While trains and the Paris metro were running almost normally at midday, air travel suffered its biggest disruptions to date as more air traffic controllers went on strike.

In anticipation, France’s aviation authority asked airlines to cancel 30 percent of flights at Orly airport in Paris, and 20 percent in other large cities.

For those schools in session, only half as many teachers are on strike as they were last Tuesday, according to the education ministry.

Police were expecting 450,000 to 650,000 people in the streets on Thursday, about half as many as came out on Saturday.

By midday, as the Paris march was getting underway, numbers were down in other cities across the country.

Pressure on parliament

Trade unions say the goal is to pressure lawmakers in the lower house of the French parliament, the National Assembly, who have been debating the pension reform law since Monday of last week.

They have until midnight on Friday to vote before the legislation is automatically sent to the Senate.

The unions sent a letter to all but the far-right National Rally MPs asking them to reject the reform, “and more particularly, its article 7”, which raises the minimum legal retirement age to 64 years old.

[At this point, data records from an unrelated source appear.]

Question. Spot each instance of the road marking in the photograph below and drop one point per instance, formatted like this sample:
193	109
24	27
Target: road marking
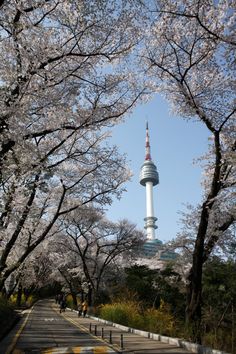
113	347
16	337
80	350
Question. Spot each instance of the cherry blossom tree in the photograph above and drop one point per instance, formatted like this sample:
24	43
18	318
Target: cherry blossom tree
189	56
64	77
97	244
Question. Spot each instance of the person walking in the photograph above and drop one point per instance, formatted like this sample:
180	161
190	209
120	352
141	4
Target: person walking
84	308
79	309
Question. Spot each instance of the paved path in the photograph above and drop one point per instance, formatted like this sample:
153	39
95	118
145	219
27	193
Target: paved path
44	330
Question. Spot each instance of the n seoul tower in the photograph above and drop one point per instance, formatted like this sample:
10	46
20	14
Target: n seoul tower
149	178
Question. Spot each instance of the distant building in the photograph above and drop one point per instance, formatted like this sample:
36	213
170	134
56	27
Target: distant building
149	178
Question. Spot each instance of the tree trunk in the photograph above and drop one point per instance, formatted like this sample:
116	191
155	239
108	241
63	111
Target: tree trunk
19	295
194	287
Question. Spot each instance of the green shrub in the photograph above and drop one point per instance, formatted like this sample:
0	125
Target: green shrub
160	320
126	313
7	316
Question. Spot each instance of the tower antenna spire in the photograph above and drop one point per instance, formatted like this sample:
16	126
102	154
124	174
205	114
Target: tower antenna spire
147	147
149	178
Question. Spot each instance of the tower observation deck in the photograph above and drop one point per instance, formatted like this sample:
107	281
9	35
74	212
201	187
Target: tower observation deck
148	178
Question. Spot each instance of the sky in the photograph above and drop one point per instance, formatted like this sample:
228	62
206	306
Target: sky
175	144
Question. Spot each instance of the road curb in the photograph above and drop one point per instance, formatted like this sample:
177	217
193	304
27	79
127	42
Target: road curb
192	347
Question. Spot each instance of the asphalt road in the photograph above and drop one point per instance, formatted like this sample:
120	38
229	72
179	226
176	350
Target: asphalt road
44	330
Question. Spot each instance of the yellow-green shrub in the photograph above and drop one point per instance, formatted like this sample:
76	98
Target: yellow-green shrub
126	313
160	320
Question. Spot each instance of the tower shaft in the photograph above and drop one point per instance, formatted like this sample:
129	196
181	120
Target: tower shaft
149	178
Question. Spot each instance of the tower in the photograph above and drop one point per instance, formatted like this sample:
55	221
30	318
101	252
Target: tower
149	178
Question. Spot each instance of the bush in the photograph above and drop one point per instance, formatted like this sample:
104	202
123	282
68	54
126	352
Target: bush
160	320
130	314
7	316
125	313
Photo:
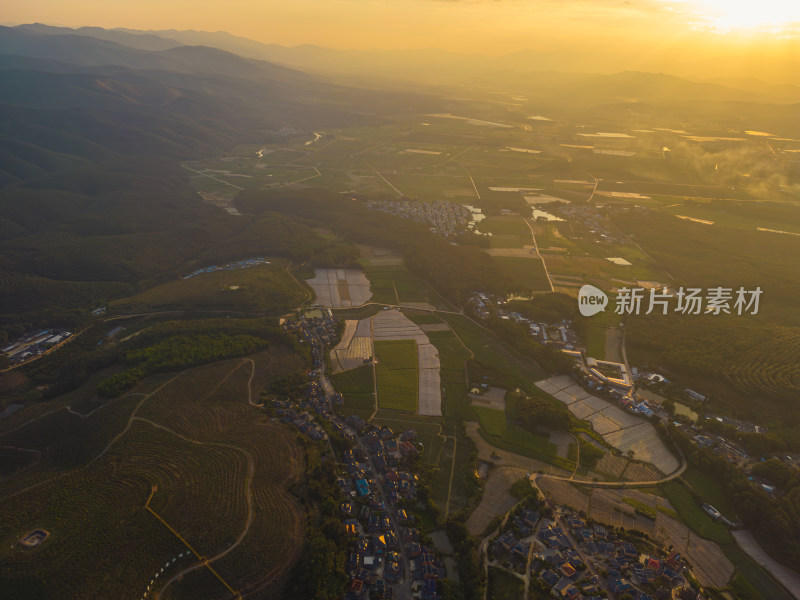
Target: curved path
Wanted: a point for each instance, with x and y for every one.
(251, 469)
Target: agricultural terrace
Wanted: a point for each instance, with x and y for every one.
(621, 430)
(397, 374)
(262, 288)
(525, 274)
(340, 288)
(217, 471)
(394, 325)
(649, 514)
(357, 389)
(394, 284)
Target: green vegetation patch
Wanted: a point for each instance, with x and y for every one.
(262, 288)
(179, 352)
(496, 429)
(691, 514)
(397, 374)
(708, 489)
(504, 586)
(357, 390)
(452, 356)
(525, 274)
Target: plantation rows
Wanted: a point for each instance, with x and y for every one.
(770, 368)
(65, 441)
(202, 406)
(200, 488)
(274, 541)
(13, 460)
(102, 543)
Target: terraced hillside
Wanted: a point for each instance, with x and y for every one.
(211, 469)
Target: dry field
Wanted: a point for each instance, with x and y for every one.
(394, 325)
(626, 432)
(494, 397)
(496, 498)
(340, 288)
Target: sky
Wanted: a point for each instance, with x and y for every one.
(465, 26)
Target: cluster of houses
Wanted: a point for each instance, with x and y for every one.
(34, 344)
(721, 445)
(560, 335)
(316, 329)
(231, 266)
(387, 549)
(560, 549)
(314, 401)
(588, 223)
(444, 218)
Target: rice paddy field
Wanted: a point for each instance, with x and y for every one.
(397, 374)
(261, 288)
(196, 453)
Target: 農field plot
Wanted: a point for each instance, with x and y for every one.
(340, 288)
(622, 430)
(397, 374)
(394, 325)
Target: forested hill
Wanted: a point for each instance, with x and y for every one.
(93, 201)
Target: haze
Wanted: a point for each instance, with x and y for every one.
(600, 36)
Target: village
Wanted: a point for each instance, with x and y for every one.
(444, 218)
(558, 551)
(389, 557)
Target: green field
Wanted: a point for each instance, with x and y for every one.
(526, 274)
(428, 429)
(357, 389)
(691, 514)
(452, 356)
(507, 225)
(395, 284)
(262, 288)
(504, 586)
(596, 341)
(496, 430)
(493, 352)
(397, 374)
(709, 491)
(103, 543)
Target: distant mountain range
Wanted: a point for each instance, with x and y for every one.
(93, 200)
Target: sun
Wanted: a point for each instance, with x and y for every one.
(731, 15)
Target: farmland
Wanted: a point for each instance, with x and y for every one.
(397, 374)
(525, 274)
(262, 288)
(356, 386)
(222, 487)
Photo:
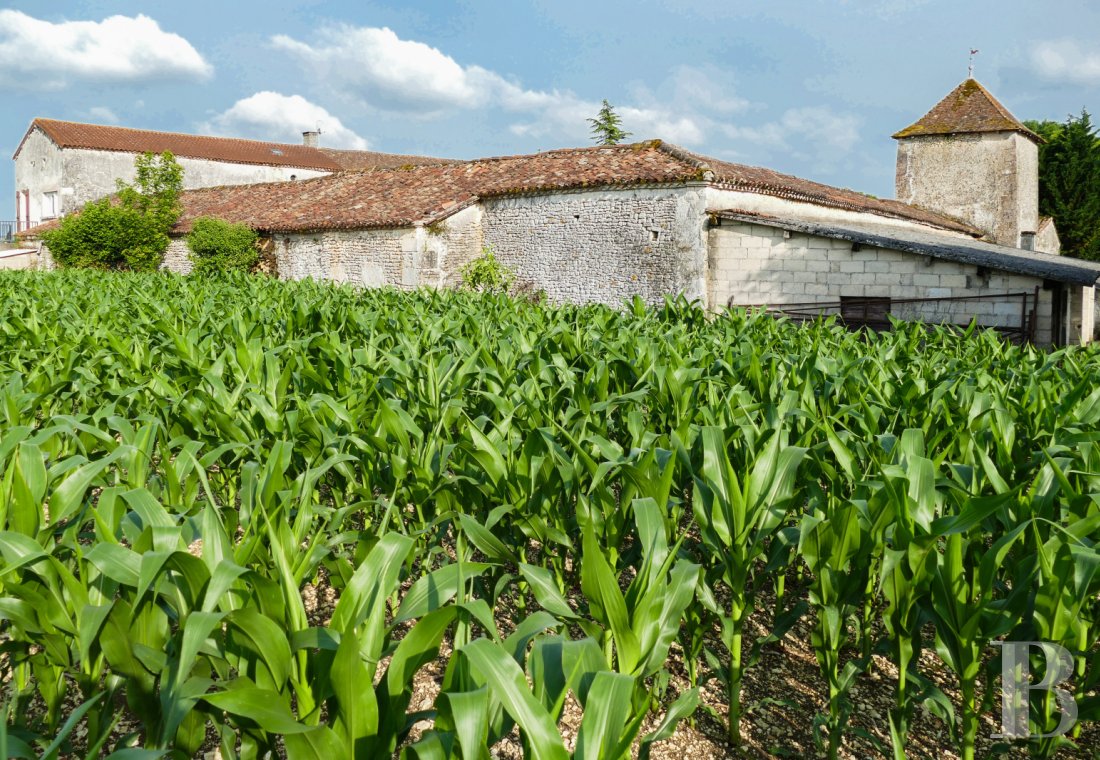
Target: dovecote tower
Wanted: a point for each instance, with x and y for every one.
(970, 158)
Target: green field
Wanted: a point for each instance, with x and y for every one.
(549, 505)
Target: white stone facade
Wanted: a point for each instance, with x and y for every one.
(989, 179)
(53, 182)
(756, 265)
(603, 245)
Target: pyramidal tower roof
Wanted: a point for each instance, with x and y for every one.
(967, 109)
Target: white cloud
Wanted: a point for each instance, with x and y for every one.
(102, 114)
(1067, 61)
(693, 106)
(386, 72)
(37, 55)
(386, 68)
(272, 116)
(815, 133)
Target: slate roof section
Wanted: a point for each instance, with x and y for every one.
(968, 109)
(421, 195)
(937, 245)
(69, 134)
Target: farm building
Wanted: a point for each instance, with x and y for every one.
(964, 241)
(61, 165)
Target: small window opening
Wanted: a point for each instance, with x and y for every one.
(859, 309)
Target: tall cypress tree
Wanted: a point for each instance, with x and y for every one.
(1069, 183)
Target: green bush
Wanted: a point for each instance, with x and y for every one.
(485, 274)
(107, 237)
(219, 246)
(129, 232)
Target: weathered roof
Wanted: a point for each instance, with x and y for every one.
(935, 244)
(967, 109)
(768, 182)
(231, 150)
(372, 160)
(420, 195)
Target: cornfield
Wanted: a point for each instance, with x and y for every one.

But the question will be if lawmakers will even get to debate article 7, as they have barely gone through half of the legislation, having been slowed down by 20,000 amendments introduced by the opposition.

The left-green Nupes coalition this week withdrew several thousand of its amendments to speed up the debate.

Communist lawmakers withdrew 350 on Thursday, and the Socialist group withdrew 90 percent of its amendments on Wednesday.

But between 4,000 and 5,000 remained by midday Thursday and the debate is proving slow, with sticking points on financing pensions and how to make the system fair for those who have worked the longest.

Shutting down France

After Friday's deadline, the bill is be sent to the upper house for debate starting 27 February, before a joint commission of the two chambers must agree on a final version of the bill on 15 March.

In the meantime, unions say they will shut down the country on 7 March if the reform is not abandoned.

"On 7 March, we block everything. Everything must stop everywhere,” said the leader of the hard-left France Unbowed party, Jean-Luc Mélenchon, from Montpellier on Thursday.